Hachette (tome 2p. 94-101).


DISCOURS
Où l’on fait voir qu’il n’y a pas une relation nécessaire entre la possibilité et le pouvoir.


Toutes les choses qu’il est possible qui arrivent à un sujet, ne sont pas toujours au pouvoir de ce sujet : et quoiqu’on se laisse aisément prévenir de l’opinion qu’il y a une relation nécessaire de l’un à l’autre, il n’y a rien de plus facile et de plus commun que de voir le contraire. Ce n’est pas que cette relation ne soit aussi ordinaire ; mais il s’en faut beaucoup qu’elle soit générale et nécessaire. Voici des exemples de l’un et de l’autre.

Un prince étant légitime héritier d’un royaume, et reconnu pour véritable roi par tous ses sujets, sans division et sans répugnance, il est ensemble véritable, et qu’il est possible qu’il soit roi, et qu’il est en son pouvoir de l’être. Il est possible qu’un homme sain et libre coure quand il lui plaît, et il est aussi en son pouvoir de le faire. En ces exemples, il y a relation de la possibilité au pouvoir. Mais on sait aussi qu’il est possible qu’un homme vive soixante ans, et que cependant il n’est au pouvoir de personne, non-seulement d’arriver à cet âge, mais de s’assurer d’un instant de vie ; qu’il est possible qu’un prince du sang, quoique le dernier de la maison royale, devienne roi légitime, sans qu’il soit toujours en son pouvoir de le devenir, etc. Et ainsi il est aussi simple et aussi ordinaire de voir que cette relation ne se rencontre pas, que le contraire ; d’où il paroît assez qu’elle n’est pas perpétuelle et nécessaire.


Règle pour discerner en quelles circonstances il y a relation de la possibilité au pouvoir.
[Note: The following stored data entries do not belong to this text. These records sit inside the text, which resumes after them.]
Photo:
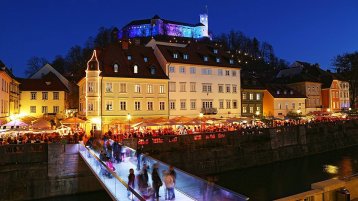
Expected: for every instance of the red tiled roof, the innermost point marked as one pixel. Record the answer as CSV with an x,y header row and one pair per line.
x,y
196,53
49,82
115,54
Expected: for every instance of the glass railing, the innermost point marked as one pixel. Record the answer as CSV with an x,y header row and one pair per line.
x,y
116,186
193,186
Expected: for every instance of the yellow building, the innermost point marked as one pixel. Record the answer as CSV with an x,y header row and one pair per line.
x,y
45,96
280,100
202,79
123,83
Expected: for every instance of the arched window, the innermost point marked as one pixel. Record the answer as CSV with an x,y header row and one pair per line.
x,y
115,68
135,69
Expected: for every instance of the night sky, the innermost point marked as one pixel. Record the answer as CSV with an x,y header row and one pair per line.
x,y
306,30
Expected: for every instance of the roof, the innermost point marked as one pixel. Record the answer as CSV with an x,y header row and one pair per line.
x,y
115,54
156,17
196,53
49,82
283,91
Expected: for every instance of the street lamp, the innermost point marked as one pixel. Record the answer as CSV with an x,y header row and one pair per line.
x,y
129,121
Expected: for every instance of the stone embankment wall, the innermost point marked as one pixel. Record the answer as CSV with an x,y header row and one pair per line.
x,y
34,171
217,152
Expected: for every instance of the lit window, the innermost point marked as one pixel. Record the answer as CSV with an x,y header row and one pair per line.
x,y
135,69
115,68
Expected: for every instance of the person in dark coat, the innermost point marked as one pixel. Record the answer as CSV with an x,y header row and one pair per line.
x,y
156,181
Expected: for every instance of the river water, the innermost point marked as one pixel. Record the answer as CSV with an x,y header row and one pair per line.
x,y
290,177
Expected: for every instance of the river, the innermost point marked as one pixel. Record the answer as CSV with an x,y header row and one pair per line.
x,y
281,179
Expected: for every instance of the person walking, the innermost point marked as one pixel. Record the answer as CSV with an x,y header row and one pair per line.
x,y
156,181
131,179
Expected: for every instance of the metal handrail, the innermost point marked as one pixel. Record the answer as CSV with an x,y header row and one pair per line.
x,y
137,195
196,177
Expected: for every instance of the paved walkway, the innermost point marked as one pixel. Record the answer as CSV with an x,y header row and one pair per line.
x,y
114,186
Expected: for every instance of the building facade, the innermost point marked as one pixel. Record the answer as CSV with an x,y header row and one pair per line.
x,y
45,96
202,79
280,100
252,93
123,83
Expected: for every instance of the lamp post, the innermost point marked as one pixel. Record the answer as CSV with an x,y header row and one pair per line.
x,y
129,121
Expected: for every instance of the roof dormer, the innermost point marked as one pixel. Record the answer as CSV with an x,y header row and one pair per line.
x,y
93,64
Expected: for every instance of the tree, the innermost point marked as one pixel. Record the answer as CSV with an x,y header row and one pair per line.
x,y
347,66
34,64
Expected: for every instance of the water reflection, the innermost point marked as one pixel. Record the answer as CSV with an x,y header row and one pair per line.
x,y
286,178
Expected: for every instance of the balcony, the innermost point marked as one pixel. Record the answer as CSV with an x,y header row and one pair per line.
x,y
209,110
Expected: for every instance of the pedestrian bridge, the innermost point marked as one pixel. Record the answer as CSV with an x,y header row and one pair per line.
x,y
188,187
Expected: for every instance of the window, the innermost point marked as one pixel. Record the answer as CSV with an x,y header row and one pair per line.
x,y
109,105
56,96
56,109
135,69
32,109
192,70
193,104
149,88
137,105
137,88
172,87
234,88
206,71
150,106
234,104
109,87
251,96
171,69
251,109
123,88
183,104
221,104
33,95
228,104
90,107
44,95
172,104
244,109
192,86
181,69
161,105
123,105
152,70
182,86
161,89
243,96
221,88
90,87
44,109
228,88
258,96
206,88
115,68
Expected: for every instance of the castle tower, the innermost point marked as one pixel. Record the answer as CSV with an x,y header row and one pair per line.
x,y
204,19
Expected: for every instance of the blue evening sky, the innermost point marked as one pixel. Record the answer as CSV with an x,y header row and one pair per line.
x,y
306,30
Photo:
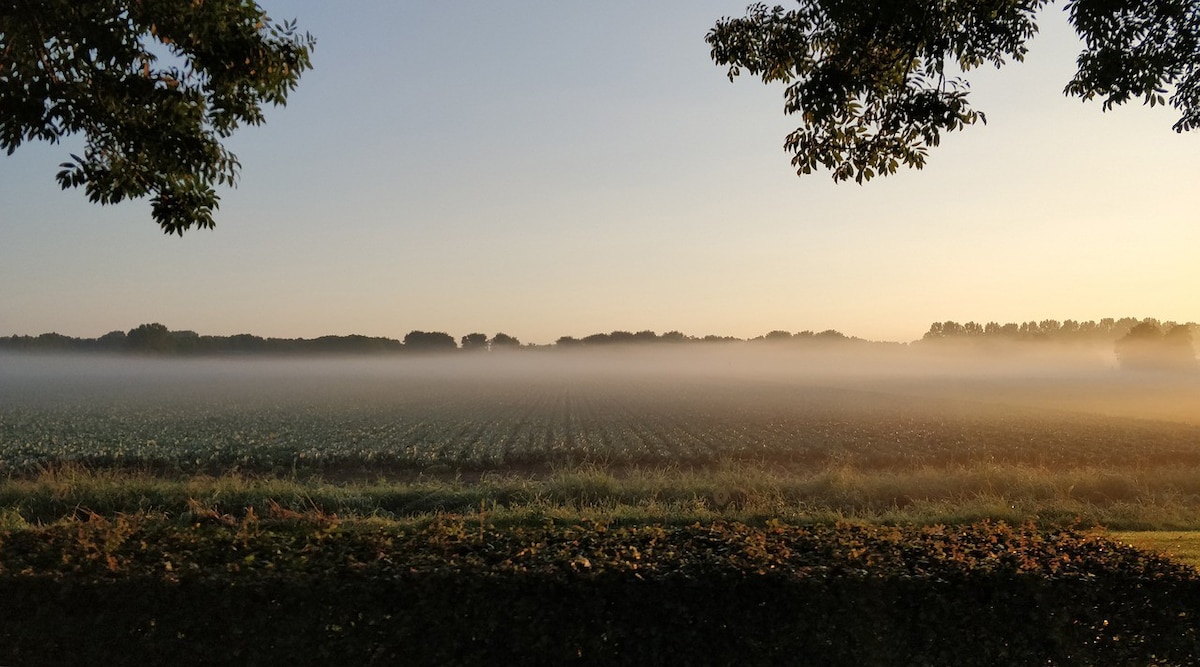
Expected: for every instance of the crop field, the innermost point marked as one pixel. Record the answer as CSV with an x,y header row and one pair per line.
x,y
371,509
683,437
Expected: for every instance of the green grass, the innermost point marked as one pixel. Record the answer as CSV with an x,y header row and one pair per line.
x,y
1098,497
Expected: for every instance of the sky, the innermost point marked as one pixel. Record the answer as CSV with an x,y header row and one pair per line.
x,y
551,169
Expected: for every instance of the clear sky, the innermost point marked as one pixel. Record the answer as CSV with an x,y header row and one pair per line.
x,y
567,168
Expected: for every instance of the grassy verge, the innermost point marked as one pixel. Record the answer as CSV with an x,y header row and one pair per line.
x,y
1180,546
1115,499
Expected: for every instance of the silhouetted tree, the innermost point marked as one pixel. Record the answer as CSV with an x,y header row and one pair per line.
x,y
874,80
1147,348
429,341
149,337
503,342
474,342
154,88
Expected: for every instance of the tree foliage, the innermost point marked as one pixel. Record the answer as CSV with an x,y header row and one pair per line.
x,y
153,85
874,80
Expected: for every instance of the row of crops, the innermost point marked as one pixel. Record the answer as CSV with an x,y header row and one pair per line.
x,y
375,425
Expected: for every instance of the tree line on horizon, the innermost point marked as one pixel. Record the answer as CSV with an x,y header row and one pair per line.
x,y
1133,340
157,338
1139,344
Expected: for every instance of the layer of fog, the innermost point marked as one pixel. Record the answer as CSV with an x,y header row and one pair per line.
x,y
1075,378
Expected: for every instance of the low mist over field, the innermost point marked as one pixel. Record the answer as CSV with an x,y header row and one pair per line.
x,y
1079,378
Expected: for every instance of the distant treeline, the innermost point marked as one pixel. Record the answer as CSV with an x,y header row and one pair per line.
x,y
1140,344
1107,330
157,338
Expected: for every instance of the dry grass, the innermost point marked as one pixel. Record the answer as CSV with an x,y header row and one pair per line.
x,y
1182,546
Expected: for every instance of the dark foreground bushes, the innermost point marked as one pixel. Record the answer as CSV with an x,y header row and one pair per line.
x,y
312,592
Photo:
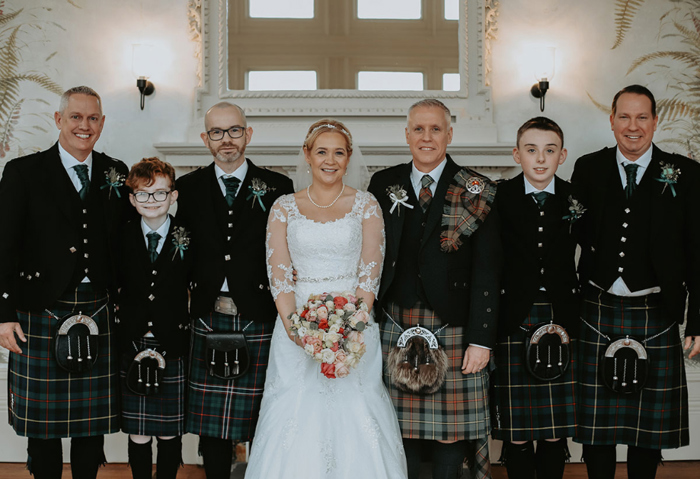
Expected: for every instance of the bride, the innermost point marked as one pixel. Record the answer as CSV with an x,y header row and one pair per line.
x,y
311,426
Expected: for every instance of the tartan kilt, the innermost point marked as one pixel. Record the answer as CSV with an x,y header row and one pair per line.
x,y
525,408
459,409
160,415
657,417
46,402
220,408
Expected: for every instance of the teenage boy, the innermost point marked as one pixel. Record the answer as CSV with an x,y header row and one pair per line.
x,y
154,321
539,289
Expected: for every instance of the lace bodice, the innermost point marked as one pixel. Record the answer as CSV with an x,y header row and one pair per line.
x,y
339,255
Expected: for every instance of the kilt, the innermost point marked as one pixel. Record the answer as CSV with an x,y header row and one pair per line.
x,y
657,417
220,408
525,408
459,409
161,415
47,402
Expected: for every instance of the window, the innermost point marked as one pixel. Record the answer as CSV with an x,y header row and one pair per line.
x,y
450,82
390,81
389,9
282,80
281,8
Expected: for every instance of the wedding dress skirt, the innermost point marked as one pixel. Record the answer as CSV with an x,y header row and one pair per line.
x,y
311,426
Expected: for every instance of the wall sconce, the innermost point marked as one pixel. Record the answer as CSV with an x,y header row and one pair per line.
x,y
141,66
543,62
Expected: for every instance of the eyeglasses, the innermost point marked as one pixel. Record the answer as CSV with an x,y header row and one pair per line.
x,y
234,132
158,196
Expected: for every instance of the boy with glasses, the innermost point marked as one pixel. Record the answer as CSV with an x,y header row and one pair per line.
x,y
153,321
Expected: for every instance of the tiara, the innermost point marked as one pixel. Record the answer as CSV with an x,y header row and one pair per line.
x,y
328,125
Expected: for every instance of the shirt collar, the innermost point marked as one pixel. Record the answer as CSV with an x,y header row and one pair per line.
x,y
531,189
643,161
239,173
435,173
69,161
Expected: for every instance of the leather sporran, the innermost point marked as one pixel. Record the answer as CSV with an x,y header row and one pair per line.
x,y
418,364
227,355
547,351
76,343
145,373
624,366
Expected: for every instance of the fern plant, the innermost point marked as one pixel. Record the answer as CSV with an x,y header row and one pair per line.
x,y
12,78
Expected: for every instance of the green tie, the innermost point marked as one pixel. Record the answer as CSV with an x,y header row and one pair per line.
x,y
153,239
231,183
540,198
82,172
631,170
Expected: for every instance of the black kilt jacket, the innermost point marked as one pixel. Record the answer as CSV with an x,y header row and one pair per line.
x,y
462,287
42,244
539,249
230,242
674,235
154,296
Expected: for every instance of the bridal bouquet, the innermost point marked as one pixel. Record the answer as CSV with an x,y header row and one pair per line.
x,y
330,327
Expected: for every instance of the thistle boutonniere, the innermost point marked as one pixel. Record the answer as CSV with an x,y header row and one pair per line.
x,y
258,188
114,181
181,241
398,197
576,211
669,176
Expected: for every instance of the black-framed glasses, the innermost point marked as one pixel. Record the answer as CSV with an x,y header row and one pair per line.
x,y
216,134
158,196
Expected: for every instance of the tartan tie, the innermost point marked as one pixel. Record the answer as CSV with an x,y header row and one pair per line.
x,y
540,198
231,183
81,171
153,239
631,170
425,194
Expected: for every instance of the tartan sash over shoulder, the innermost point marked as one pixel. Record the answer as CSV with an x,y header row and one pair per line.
x,y
465,210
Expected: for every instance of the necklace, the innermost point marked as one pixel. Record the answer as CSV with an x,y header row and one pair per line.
x,y
332,202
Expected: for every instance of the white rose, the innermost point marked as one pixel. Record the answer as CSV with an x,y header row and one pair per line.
x,y
328,356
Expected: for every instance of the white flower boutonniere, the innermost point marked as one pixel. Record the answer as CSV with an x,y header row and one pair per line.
x,y
114,181
669,176
181,241
258,188
398,197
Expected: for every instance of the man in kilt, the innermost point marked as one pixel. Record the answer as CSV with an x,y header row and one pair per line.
x,y
441,271
639,268
540,287
61,211
153,326
226,206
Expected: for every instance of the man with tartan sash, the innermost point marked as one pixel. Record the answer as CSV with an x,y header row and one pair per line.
x,y
441,271
61,211
639,269
226,205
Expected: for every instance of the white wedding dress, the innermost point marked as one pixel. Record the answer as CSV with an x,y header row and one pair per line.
x,y
311,426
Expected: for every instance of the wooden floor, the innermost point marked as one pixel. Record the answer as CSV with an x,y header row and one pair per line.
x,y
670,470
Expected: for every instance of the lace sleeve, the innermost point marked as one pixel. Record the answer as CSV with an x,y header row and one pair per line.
x,y
372,257
279,263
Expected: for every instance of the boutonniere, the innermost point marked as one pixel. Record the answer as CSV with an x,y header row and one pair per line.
x,y
114,181
576,211
258,188
181,241
398,197
669,176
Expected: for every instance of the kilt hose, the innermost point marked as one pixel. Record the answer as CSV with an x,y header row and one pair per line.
x,y
525,408
162,414
47,402
655,418
217,407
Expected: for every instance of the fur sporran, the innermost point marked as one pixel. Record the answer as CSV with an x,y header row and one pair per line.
x,y
417,364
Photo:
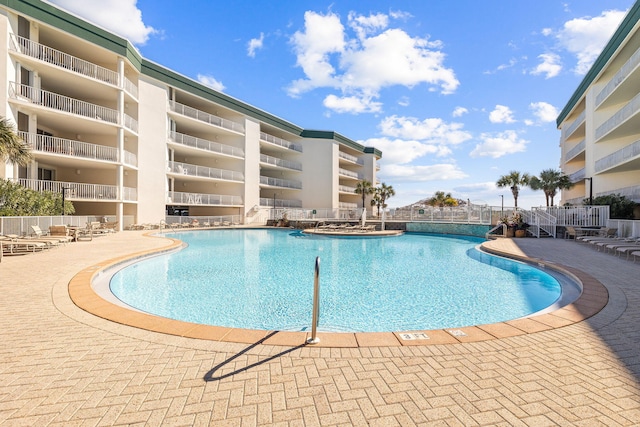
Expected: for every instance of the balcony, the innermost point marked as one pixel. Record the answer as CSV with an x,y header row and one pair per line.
x,y
617,158
280,142
569,130
274,161
204,172
579,148
62,60
577,176
349,174
203,144
78,149
620,121
68,105
81,191
282,183
205,117
280,203
350,158
202,199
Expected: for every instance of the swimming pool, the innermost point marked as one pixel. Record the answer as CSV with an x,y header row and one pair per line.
x,y
263,279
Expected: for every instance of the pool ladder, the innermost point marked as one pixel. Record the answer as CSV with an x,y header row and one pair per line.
x,y
316,304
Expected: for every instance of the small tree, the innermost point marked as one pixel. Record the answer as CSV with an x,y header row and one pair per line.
x,y
514,180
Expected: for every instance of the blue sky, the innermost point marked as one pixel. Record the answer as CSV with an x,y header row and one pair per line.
x,y
454,93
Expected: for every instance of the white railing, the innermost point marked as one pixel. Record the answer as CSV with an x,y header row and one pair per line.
x,y
350,158
619,77
579,148
289,164
63,60
349,173
203,116
203,144
574,125
281,142
204,172
578,175
280,203
346,189
62,103
625,154
178,198
618,118
80,191
277,182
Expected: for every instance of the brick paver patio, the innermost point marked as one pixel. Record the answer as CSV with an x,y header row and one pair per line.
x,y
60,365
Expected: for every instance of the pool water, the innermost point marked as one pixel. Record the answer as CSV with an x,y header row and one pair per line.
x,y
263,279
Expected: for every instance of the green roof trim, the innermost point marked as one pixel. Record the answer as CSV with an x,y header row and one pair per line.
x,y
71,24
612,46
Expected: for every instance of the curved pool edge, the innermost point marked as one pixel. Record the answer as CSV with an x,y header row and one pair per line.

Il est facile de déterminer, par une règle générale, en quelles circonstances cette relation de la possibilité au pouvoir se rencontre. Celle-ci y satisfait : toutes les fois que la cause par laquelle un effet est possible est présente et soumise au sujet où il doit être produit, il y a relation de la possibilité au pouvoir ; c’est-à-dire que l’effet est au pouvoir de ce sujet. et non pas autrement. C’est ainsi qu’il est au pouvoir de ce légitime héritier du royaume, reçu avec applaudissement de tous ses sujets, d’être roi ou non ; parce que toutes choses étant disposées à le reconnoître, sa seule volonté est cause et maîtresse de l’événement ; et comme sa volonté est en sa disposition et dans lui-même, l’effet est dit être en sa puissance. Il n’en est pas de même d’un captif retenu dans les fers : sa liberté est bien possible, mais elle n’est pas en sa puissance, parce que la rupture de ses chaînes, qui est la cause capable de la lui donner, n’est pas en sa dépendance ; et ainsi on ne peut dire que sa sortie soit en sa puissance, quelque possible qu’elle soit en elle-même. Selon cette règle, on peut toujours dire que l’observation des préceptes est au pouvoir de tous les hommes. Ainsi, quoiqu’elle semble d’abord éloigner du pouvoir de tous les hommes cet accomplissement, elle l’en approche au contraire, et l’y soumet : car, comme la cause immédiate de l’observation des préceptes est la volonté de l’homme, de sorte que, comme nous avons déjà dit, on les observe quand on veut, et qu’on les enfreint quand on le veut, il est manifeste que cette cause résidant toujours dans l’homme, et dépendant de lui, on ne peut refuser de dire, selon cette règle, que l’observation des préceptes ne soit toujours au pouvoir des hommes.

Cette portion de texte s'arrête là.